Accumulo
  1. Accumulo
  2. ACCUMULO-1268 add client wide timeout setting
  3. ACCUMULO-1449

Connector/ZooCache code enters infinite loop when Zookeeper connection lost.

    Details

    • Type: Sub-task Sub-task
    • Status: Resolved
    • Priority: Major Major
    • Resolution: Cannot Reproduce
    • Affects Version/s: 1.5.0
    • Fix Version/s: None
    • Component/s: client
    • Labels:
      None
    • Environment:

      accumulo-1.5.0-RC4, zookeeper-3.4.5, hadoop-1.0.4, CentOS 6.4

      Description

      While using 1.5.0-RC4 a long-lived Connector went into an infinite loop of Zookeeper "ConnectionLoss" and "Session expired" failures. In a multithreaded application, all using the same Connector, there were errors whenever there were calls to conn.createScanner() and conn.createBatchScanner().

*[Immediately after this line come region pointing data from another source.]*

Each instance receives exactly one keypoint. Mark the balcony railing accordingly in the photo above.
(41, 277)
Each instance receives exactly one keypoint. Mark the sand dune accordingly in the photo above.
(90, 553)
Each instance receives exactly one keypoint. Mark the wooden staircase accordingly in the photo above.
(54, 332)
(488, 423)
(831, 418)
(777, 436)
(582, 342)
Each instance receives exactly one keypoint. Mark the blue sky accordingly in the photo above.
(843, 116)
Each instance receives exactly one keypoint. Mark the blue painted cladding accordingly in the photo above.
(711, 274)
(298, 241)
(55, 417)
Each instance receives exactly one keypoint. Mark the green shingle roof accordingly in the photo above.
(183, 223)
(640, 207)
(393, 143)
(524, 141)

Here are a couple stacktraces:

      013-05-22 09:12:28,250 [zookeeper.ZooCache] WARN : Zookeeper error, will retry
      org.apache.zookeeper.KeeperException$SessionExpiredException: KeeperErrorCode = Session expired for /accumulo/5e982cc9-6959-4064-9712-2ff3dc1003d8
      	at org.apache.zookeeper.KeeperException.create(KeeperException.java:127)
      	at org.apache.zookeeper.KeeperException.create(KeeperException.java:51)
      	at org.apache.zookeeper.ZooKeeper.exists(ZooKeeper.java:1041)
      	at org.apache.accumulo.fate.zookeeper.ZooCache$2.run(ZooCache.java:208)
      	at org.apache.accumulo.fate.zookeeper.ZooCache.retry(ZooCache.java:130)
      	at org.apache.accumulo.fate.zookeeper.ZooCache.get(ZooCache.java:233)
      	at org.apache.accumulo.fate.zookeeper.ZooCache.get(ZooCache.java:188)
      	at org.apache.accumulo.core.client.ZooKeeperInstance.getInstanceID(ZooKeeperInstance.java:151)
      	at org.apache.accumulo.core.zookeeper.ZooUtil.getRoot(ZooUtil.java:24)
      	at org.apache.accumulo.core.client.impl.Tables.getMap(Tables.java:46)
      	at org.apache.accumulo.core.client.impl.Tables.getNameToIdMap(Tables.java:78)
      	at org.apache.accumulo.core.client.impl.Tables.getTableId(Tables.java:64)
      	at org.apache.accumulo.core.client.impl.ConnectorImpl.getTableId(ConnectorImpl.java:75)
      	at org.apache.accumulo.core.client.impl.ConnectorImpl.createScanner(ConnectorImpl.java:137)
      
          
      2013-05-22 09:12:23,849 [zookeeper.ZooCache] WARN : Zookeeper error, will retry
      org.apache.zookeeper.KeeperException$ConnectionLossException: KeeperErrorCode = ConnectionLoss for /accumulo/5e982cc9-6959-4064-9712-2ff3dc1003d8
      	at org.apache.zookeeper.KeeperException.create(KeeperException.java:99)
      	at org.apache.zookeeper.KeeperException.create(KeeperException.java:51)
      	at org.apache.zookeeper.ZooKeeper.exists(ZooKeeper.java:1041)
      	at org.apache.accumulo.fate.zookeeper.ZooCache$2.run(ZooCache.java:208)
      	at org.apache.accumulo.fate.zookeeper.ZooCache.retry(ZooCache.java:130)
      	at org.apache.accumulo.fate.zookeeper.ZooCache.get(ZooCache.java:233)
      	at org.apache.accumulo.fate.zookeeper.ZooCache.get(ZooCache.java:188)
      	at org.apache.accumulo.core.client.ZooKeeperInstance.getInstanceID(ZooKeeperInstance.java:151)
      	at org.apache.accumulo.core.zookeeper.ZooUtil.getRoot(ZooUtil.java:24)
      	at org.apache.accumulo.core.client.impl.Tables.getMap(Tables.java:46)
      	at org.apache.accumulo.core.client.impl.Tables.getNameToIdMap(Tables.java:78)
      	at org.apache.accumulo.core.client.impl.Tables.getTableId(Tables.java:64)
      	at org.apache.accumulo.core.client.impl.ConnectorImpl.getTableId(ConnectorImpl.java:75)
      	at org.apache.accumulo.core.client.impl.ConnectorImpl.createBatchScanner(ConnectorImpl.java:89)
      

      The method ZooCache.retry(ZooRunnable op) (ZooCache.java:128) has a while(true) loop that should probably have a max retries or timeout that will eventually cause the method to throw an exception that can be handled appropriately by the client. As it is currently, this loop will never be exited when Zookeeper continues to error.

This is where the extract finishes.